Towards the rear of the shop on the left hand side was the raised cashier’s desk that looked down on the sales area. Sales assistants would place the customer’s payment and sales dockets into screw-top containers. These containers were then sent via a type of rail line around the walls just below ceiling level to the seated cashier in her counting house. The cashier would then receipt the sales docket and place it back in the container, together with any change, and send it back to the sales counter it originated from.
Freddy was born in Langport in 1888, and had grown up in the shop, so to speak. In 1911 he was working in Cardiff as a draper’s assistant. Rumour has it that he only came back to help his father in the shop as a means of avoiding being called up to serve in the First World War. Around this time, and into the 1920s, the shop was called ‘The Supply Stores’. Freddy was a Chapel man, and is remembered as being a nice man, with dark hair and a loud voice. In 1938 they renamed the shop The Langport Stores. During the Second World War Freddy used to breed rabbits for food, in the ground floor of the old stable block. He and Letitia used to spend their Christmases in Weston-super-Mare. They had two sons who helped to run the business, and at least one daughter. In later years when the sons married, part of the family moved next door into Virginia House.
Langport Stores under the Rendells
The following photographs show how the Stores looked in the late 1970s and the1980s.
The Grocery Book
This grocery book belonged to a Mr Phillips, of Bow Street, and then Low Ham, and the entries cover the period from 29 August 1903 to 8 February 1904. It is interesting to see what he (or his wife) bought at the grocery store, and to marvel at the price of things. One pound of grapes cost 5d then; half a kilo now costs about £2. The best purchase listed above is a box of Sunlight (soap) for 7½d– if only we could buy a box of sunlight to see us through the grey days of winter.
The book is now on display in the Langport Stores, where it belongs. You can see a copy here.
List of owners
This list is incomplete and may be inaccurate. Any further information would be much appreciated.
1889-1918 Henry & Mary Jane Norton
1918-1959 Frederick Turner & Letitia Maud Norton. Renamed The Langport Stores in 1938.
1959-1973 not known. Possibly Mr & Mrs Sexton or Saxton?

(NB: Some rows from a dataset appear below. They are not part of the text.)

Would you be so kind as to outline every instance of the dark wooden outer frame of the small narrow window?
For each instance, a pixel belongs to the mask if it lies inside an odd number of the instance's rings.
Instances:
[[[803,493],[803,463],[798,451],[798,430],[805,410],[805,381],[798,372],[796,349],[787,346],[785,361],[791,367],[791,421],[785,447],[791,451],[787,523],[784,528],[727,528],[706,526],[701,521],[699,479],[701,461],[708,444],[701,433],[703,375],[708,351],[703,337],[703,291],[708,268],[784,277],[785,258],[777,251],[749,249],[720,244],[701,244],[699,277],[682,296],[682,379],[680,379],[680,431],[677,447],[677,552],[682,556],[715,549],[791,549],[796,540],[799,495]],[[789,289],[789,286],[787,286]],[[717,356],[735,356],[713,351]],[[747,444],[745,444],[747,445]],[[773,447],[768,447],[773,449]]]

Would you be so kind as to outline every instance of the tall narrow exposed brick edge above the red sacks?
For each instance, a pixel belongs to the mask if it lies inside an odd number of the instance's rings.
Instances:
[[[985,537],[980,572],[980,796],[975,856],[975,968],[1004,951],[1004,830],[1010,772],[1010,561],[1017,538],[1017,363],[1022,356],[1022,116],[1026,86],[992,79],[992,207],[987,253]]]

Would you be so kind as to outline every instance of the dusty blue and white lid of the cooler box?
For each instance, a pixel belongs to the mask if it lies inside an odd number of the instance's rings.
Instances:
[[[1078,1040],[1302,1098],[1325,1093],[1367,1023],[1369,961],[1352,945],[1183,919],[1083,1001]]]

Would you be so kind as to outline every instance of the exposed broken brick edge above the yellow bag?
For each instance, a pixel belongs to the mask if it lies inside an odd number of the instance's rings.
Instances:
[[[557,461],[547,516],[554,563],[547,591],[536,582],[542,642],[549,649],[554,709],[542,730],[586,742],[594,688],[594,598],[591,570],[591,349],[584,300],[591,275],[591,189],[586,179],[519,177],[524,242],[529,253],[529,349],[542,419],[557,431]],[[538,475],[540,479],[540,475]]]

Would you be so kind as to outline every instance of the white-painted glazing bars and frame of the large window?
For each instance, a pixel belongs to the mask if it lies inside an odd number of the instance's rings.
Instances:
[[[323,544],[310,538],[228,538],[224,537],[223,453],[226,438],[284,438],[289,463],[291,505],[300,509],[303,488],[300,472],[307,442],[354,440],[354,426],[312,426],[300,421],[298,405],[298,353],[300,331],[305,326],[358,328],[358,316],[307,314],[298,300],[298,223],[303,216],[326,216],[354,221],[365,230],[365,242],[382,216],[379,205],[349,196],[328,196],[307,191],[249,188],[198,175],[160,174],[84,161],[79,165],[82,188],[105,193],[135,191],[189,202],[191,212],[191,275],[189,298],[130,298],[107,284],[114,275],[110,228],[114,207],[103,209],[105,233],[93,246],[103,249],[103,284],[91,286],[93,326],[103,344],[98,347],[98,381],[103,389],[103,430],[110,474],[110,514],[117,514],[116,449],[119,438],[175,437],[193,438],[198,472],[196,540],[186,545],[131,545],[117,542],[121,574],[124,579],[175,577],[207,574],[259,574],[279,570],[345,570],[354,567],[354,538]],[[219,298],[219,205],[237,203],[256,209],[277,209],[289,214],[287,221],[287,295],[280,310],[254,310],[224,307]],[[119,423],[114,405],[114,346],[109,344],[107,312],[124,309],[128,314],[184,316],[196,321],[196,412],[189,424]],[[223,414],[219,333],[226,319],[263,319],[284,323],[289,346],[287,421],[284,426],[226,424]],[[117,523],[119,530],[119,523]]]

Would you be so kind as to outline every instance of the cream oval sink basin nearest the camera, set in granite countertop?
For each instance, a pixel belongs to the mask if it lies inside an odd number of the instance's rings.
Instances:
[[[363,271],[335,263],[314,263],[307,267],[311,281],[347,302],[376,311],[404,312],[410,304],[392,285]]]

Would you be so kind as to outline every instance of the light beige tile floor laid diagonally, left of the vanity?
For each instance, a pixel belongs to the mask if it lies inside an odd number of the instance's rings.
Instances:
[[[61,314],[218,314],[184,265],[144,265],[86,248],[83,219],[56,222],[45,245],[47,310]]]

1973-1975 Malcolm & Valerie Slater
1975-1978 Reginald & Doris Haycock
1978-1989 Paul & Sonia Rendell
1989-1996 David & Betty Smith
1996-2003 not known
2003-2013 Sue (surname not known) Renamed Sue’s Pantry; Annie Jackson
2013 – Jason & John Rice-Lewis. Renamed The Langport Stores
The Langport Stores building
The building was listed in 1986. The English Heritage listing text states: “Two shops with house. C18, modified C19. … Primarily included for group value in streetscape, and completion of a row.”
This history was hugely facilitated by Paul and Sonia Rendell, former owners, and by John and Jason Rice-Lewis, to whom we are extremely grateful.